Orange AIVC

Some insightful videos about how AIVC compress a video sequence. The examples are presented on the video sequence Sports_1080P-6710, extracted from the CLIC 2021 dataset.
The videos embedded in this page work best in Firefox or Safari. Refresh the page if the videos get out of sync.

Overall diagram of the AIVC codec

Videos from the paper

The videos presented here are from the Fig. 2 in the paper AIVC: Artificial Intelligence for Video Coding, Ladune et al.

Original video $\color{black}{\mathbf{x}_t}$
Optical flow $\color{black}{\mathbf{v}_p}$
Optical flow $\color{black}{\mathbf{v}_f}$
Coding mode selection $\color{black}{\boldsymbol{\alpha}}$
Skip mode contribution $\color{black}{(1 - \boldsymbol{\alpha}) \odot \tilde{\mathbf{x}}_t}$
Decoded video $\color{black}{\hat{\mathbf{x}}_t}$

We also provide supplementary examples which displays some other quantities at stake during the coding of a video sequence.

Bi-directional prediction weighting $\color{black}{\boldsymbol{\beta}}$
Temporal prediction $\color{black}{\tilde{x}_t}$

Conditional coding behavior

Conditional coding plays a key role in AIVC compression performance. In order to better understand its behavior, we present some insightful videos based on the separate synthesis of the analysis and conditioning MNet latent variables.
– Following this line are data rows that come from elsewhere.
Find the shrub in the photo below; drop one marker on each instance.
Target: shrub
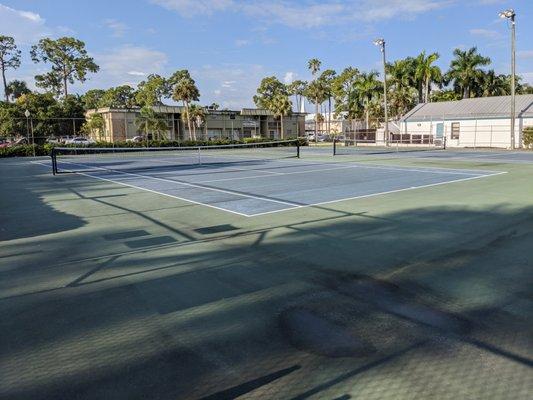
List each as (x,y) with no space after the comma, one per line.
(528,137)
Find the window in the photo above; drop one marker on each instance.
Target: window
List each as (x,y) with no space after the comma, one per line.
(456,128)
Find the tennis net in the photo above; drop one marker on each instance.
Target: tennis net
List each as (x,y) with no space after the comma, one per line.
(87,159)
(349,146)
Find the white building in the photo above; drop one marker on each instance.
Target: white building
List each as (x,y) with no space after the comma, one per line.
(338,124)
(477,122)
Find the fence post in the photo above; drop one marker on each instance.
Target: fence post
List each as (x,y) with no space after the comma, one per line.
(475,135)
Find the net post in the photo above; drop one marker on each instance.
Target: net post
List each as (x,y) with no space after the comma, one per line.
(54,161)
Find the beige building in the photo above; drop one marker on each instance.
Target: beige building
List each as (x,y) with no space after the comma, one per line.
(121,124)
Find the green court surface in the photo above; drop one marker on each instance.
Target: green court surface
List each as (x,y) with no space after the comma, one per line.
(114,292)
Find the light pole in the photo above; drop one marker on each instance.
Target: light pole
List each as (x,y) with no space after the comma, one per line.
(381,43)
(27,115)
(510,15)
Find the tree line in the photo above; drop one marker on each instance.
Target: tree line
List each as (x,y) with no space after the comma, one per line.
(358,95)
(350,93)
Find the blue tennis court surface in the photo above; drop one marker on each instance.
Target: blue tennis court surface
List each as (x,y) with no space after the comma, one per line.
(256,187)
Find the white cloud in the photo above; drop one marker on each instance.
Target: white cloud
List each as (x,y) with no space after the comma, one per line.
(307,15)
(242,42)
(118,28)
(230,85)
(25,26)
(191,8)
(127,65)
(289,77)
(485,33)
(525,54)
(528,77)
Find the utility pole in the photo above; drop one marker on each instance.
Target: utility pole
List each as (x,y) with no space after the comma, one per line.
(381,43)
(510,15)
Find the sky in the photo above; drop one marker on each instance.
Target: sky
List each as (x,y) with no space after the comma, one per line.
(230,45)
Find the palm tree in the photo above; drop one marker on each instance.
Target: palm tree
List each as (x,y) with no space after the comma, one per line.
(427,73)
(344,93)
(281,106)
(198,116)
(316,94)
(185,90)
(314,66)
(465,70)
(402,88)
(369,90)
(327,78)
(495,85)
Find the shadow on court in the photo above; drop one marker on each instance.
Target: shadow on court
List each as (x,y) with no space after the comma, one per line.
(331,303)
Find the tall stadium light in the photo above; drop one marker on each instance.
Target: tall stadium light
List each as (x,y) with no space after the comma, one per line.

We'll have a look at one optical flow $\color{black}{\mathbf{v}_p}$ when it is synthesized from:

Analysis latent variable only i.e. no decoder-side info used
Conditioning latent variable only i.e. not a single bit conveyed
Both latent variables

Optical flow $\color{black}{\mathbf{v}_p}$ Only from conditioning latent variable Decoder-side only!
Optical flow $\color{black}{\mathbf{v}_p}$ Only from analysis latent variable
Optical flow $\color{black}{\mathbf{v}_p}$ From all latent variables

Recall that the conditioning is a decoder-side only transform, so the first video represents the motion information inferred at the decoder without a single bit received. Most of the small motions in the background are inferred at the decoder thanks to the conditioning transform. Yet, the motion of the girl in the foreground is too complex to be anticipated at the decoder. Thus, the analysis transform transmits motion information solely for the girl.